While he may have been known for his incredible prowess on the guitar as his fingers flew across the frets of his Fender Stratocaster at many prominent music venues, Piamenta always wore his Jewish identity with pride, appearing in his large yarmulka, his tzitzis flying as he sang in Hebrew.  Yet for members of the Jewish music, Piamenta’s greatest accomplishments were not his music but the way he lived his life.

“I’ve had the opportunity to use him many times as a featured guitarist at concerts or at chasanas,” singer Srully Williger told VIN News.  “You would think someone with such talent would be difficult to get to or a baal gayva.  But Yossi was never like that. You were always able to get to him in a second.  He was always so nice and always did whatever you wanted, when it came to the music, the price or everything else.  It was all about helping people and being able to bring simcha into their lives.  He was wonderfully sweet, the sweetest guy you could ever meet.”

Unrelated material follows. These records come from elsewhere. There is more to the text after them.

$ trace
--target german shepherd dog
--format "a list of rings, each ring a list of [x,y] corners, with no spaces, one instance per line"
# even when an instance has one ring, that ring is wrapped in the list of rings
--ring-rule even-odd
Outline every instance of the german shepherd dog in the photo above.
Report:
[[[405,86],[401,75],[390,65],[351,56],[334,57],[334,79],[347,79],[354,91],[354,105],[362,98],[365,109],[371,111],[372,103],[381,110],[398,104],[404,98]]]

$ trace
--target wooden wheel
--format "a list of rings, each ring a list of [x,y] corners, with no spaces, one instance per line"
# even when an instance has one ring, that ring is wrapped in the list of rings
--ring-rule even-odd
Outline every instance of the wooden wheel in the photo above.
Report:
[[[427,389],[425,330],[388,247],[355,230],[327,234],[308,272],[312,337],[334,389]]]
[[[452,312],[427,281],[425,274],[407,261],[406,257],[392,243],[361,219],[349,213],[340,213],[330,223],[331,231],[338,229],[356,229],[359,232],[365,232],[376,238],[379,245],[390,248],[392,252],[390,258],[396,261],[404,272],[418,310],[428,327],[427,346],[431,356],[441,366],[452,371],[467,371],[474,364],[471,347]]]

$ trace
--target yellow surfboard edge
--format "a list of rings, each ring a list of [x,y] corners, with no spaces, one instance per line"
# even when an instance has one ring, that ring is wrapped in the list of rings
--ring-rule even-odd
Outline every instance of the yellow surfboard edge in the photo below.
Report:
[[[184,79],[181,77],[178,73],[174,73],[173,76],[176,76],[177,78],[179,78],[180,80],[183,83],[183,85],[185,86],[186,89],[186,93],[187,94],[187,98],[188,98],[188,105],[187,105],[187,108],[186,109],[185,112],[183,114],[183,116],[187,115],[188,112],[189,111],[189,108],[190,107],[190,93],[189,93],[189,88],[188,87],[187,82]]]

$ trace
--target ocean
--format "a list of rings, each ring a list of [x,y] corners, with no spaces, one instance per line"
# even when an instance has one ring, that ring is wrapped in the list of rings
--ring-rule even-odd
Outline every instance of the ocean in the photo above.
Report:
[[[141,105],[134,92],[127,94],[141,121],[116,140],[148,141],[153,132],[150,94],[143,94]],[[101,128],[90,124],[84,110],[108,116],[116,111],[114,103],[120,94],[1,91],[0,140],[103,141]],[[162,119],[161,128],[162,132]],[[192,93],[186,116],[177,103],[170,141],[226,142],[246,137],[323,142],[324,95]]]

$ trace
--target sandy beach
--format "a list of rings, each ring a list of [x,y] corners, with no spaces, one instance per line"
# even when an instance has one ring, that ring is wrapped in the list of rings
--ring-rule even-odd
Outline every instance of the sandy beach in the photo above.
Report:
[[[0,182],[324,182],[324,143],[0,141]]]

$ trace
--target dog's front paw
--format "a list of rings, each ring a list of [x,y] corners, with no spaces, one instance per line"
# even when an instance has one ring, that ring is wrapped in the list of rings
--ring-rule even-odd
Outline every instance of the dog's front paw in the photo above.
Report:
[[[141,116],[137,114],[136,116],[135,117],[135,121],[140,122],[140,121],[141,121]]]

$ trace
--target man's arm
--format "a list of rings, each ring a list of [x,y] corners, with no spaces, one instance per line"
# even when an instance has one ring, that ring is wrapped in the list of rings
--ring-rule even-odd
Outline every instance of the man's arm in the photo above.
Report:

“I worked with him for many years and at dozens of wedding,” added Shlomie Friedman of the Shlomie Friedman Orchestra.  “Besides the chesed that everyone knows of running to play for sick people that would appreciate it, the thing I remember about Yosi zichrono l’vracha was that he wanted to make the chosson, kallah and the guests happy. Obviously it was parnassah and he was paid, but if for some reason he felt that on a particular night he wasn’t able to bring joy to the people he was disappointed.  That was Yosi: a true person of simcha who exuded simcha and just wanted everyone to be happy.  Yehay zichro boruch.”

Piamenta recorded 14 albums in his lifetime. His last performance took place this past winter at The Zone in Tel Aviv on February 23rd, where he took the stage with his brother Avi, his son Moni, Ephraim Shamir and Albert Piamenta.

Music legend Sheya Mendlowitz described Piamenta, the father of six, as one of his closest friends and a true tzaddik.

“He was a person that went through the whole Sefer Tehillim twice a day,” said Mendlowitz. “A true baal teshuva who would forfeit nothing, I mean nothing, when it came to keeping Shabbos.”

“Klal Yisroel lost a diamond, a precious diamond,” added Mendlowitz.

The levaya for Piamenta was held tonight at the Shomrei Hachomos Chapels in Borough Park, and the procession passed by World Lubavitch Headquarters at 770 Eastern Parkway on its way to John F. Kennedy airport, with burial taking place tomorrow in Israel.